Research

Our group places at the intersection of computer science and biology. We develop computational methods rooted in machine learning, probabilistic modeling, and algorithmic design to address fundamental biological questions.

In recent years, we have also conducted analyses of clinical data through collaborative research with medical and dental departments.

Bioinformatics and Chemoinformatics

Protein Structure Prediction

Predicting the three-dimensional structure of a protein from its amino acid sequence was a central challenge in computational biology. Our group addressed two key stages of template-based (homology) modeling: alignment generation and model quality assessment.

For alignment generation, we developed a machine-learning-based method that replaces fixed substitution matrices with a k-nearest neighbor model trained on structurally derived alignments, combined with dynamic programming. This approach improves alignment accuracy for remote homologs with low sequence identity, where conventional methods struggle. [Bioinformatics 2020]

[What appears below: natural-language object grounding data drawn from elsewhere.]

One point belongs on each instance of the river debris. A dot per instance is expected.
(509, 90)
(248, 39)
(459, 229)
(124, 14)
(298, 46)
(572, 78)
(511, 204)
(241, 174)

For model quality assessment (MQA) — the step of selecting the best structural model from a pool of candidates — we proposed a method that uses molecular dynamics (MD) simulation to evaluate structural stability, extracting features such as RMSD, secondary structure persistence, and native contact retention. Remarkably, this approach achieves accuracy comparable to state-of-the-art deep learning methods without requiring any training data. [ACS Omega 2022] We also developed a dedicated benchmark dataset (HMDM) to enable more rigorous and practical evaluation of MQA methods. [Bioengineering 2022]

Retrosynthesis Prediction

Retrosynthesis — the process of working backwards from a target molecule to identify feasible synthetic routes — is a fundamental task in drug discovery and organic chemistry. We develop computational methods to automate and improve this process.

Our core approach is a template-free single-step retrosynthesis method that uses molecular substructure fingerprints to identify potential disconnection sites in a target molecule. For each proposed disconnection, reactant candidates are retrieved and ranked by structural similarity. This approach achieves 47.2% top-1 accuracy on the USPTO dataset, improving to 61.4% when the predicted reaction class is used to narrow the search. [JCIM 2021]

We have also worked on the data infrastructure underlying retrosynthesis research, consolidating fragmented open-source computer-assisted synthesis (CASD) data into a unified, accessible database to support reproducible benchmarking across the field. [J. Cheminformatics 2026]

Medical Informatics and Dental Informatics

Halitosis prediction

In collaboration with the Dental Department, we are developing a deep learning approach that predicts halitosis from tongue photographs, offering a low-cost alternative to traditional gas chromatography. We also apply explainable AI (XAI) techniques to identify which features of the tongue image — such as the color, thickness, and extent of tongue coating — drive the model’s prediction, providing clinically interpretable feedback.